Migrants sent around 544$ billon in remittances last year. Photo IOM/Sudipto Das 2011

These possible impacts have prompted several governments to revisit the issue. At the end of May, Canada and Jamaica jointly kicked off a process with the UN Secretary-General on Financing for Development in the Era of COVID-19 and Beyond.[8] While focused on the full range of financial tools needed to respond to the economic impacts of the pandemic, the process includes discussions on remittances and has produced several policy options to enhance their role in COVID-19 recovery.

While some of these recommendations are new, reflecting the changed circumstances of the pandemic (such as declaring remittance services ‘essential’ and waiving taxes on remittance transactions), others restate commitments already made (such as further reducing transfer costs and promoting financial inclusion of remittance recipients).

This process will culminate in a meeting of Heads of State and Government on September 29, part of the UN’s annual General Assembly discussions. The stated objective of the meeting is to “consider the menu of policy options developed over the last four months with the ambition of supporting Member States in responding and recovering from the current global crisis”.

Opening of the United Nations General Assembly’s Seventy-fifth session. Photo: UN/2020

While the menu of policy options is not a negotiated document, it could offer governments practical ideas to move forward with the numerous commitments they’ve already made over the years. This may set the initiative apart from past efforts. But the proof, as always, will be in the implementation.
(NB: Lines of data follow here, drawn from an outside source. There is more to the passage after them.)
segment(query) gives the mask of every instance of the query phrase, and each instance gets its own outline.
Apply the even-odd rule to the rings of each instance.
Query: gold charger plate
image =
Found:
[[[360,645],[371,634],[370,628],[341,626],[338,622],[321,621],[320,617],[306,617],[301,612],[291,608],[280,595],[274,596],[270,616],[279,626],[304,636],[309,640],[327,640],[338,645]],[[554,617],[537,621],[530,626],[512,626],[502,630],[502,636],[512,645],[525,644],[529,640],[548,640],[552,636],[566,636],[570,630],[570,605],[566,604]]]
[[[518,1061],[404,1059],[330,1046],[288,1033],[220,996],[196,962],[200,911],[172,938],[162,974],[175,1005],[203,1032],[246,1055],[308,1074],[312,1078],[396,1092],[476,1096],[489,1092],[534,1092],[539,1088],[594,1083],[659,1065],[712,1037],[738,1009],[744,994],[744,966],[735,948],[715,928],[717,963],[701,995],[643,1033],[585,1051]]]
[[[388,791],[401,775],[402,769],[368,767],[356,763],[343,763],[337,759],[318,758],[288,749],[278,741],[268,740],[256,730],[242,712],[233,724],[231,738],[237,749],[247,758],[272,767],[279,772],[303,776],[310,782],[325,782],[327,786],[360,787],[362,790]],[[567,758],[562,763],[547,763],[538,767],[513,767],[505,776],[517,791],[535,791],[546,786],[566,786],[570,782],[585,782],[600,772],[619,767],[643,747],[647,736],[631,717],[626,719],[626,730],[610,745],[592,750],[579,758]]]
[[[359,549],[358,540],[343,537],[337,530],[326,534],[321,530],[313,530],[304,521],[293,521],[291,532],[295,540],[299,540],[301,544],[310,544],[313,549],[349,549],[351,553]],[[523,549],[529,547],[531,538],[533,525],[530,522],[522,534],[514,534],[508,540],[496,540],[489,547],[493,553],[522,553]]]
As is the case in many other areas of social, economic and environmental development, the COVID-19 pandemic is not only an impetus, but also an opportunity to make tangible progress against global development commitments. The scale of the crisis however, demands more than just talk. While incorporating the issue of migrant remittances in global processes is important, we will be no better off after the pandemic if those processes result only in restatements of existing commitments. As the UN Secretary-General has noted of the COVID-19 response, ‘this moment demands coordinated, decisive and innovative policy action.’[9]

[1] OECD, 2006, ‘International Migrant Remittances and their Role in Development’, International Migration Outlook 2006, Paris.
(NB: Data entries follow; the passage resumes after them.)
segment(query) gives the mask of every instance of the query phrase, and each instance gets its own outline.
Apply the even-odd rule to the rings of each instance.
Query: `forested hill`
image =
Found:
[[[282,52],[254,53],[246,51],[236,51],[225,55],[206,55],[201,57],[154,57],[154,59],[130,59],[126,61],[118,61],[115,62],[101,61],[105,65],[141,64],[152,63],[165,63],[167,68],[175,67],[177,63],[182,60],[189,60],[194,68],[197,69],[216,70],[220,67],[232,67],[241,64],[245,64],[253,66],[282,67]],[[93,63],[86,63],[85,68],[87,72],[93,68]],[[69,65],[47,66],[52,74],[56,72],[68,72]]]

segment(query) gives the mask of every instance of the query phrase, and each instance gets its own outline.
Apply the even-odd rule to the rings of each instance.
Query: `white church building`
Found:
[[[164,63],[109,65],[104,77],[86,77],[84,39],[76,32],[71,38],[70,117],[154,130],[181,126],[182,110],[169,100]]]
[2] United Nations, 1994, Programme of Action adopted at the International Conference on Population and Development Cairo, 5–13 September 1994.

[3] World Bank, 2020, ‘COVID-19 crisis through a migration lens’, Migration and Development Brief 32, Washington DC.

[4] World Bank, 2020.

[5] Michael Clemens, 2020, ‘Migrant Remittances Will Plummet. Here Is What That Means for Global Development’, Centre for Global Development, https://www.cgdev.org/blog/migrant-remittances-will-plummet-here-what-means-global-development.

[6] International Organization for Migration, 2020, ‘Migration-related socioeconomic impacts of COVID-19 on developing countries’, COVID-19 response issue brief, Geneva.

[7] IOM, 2020.

[8] https://www.un.org/en/coronavirus/financing-development.

[9] United Nations, 2020, ‘Shared responsibility, global solidarity: responding to the socio-economic impacts of COVID-19’, Report of the Secretary-General, New York.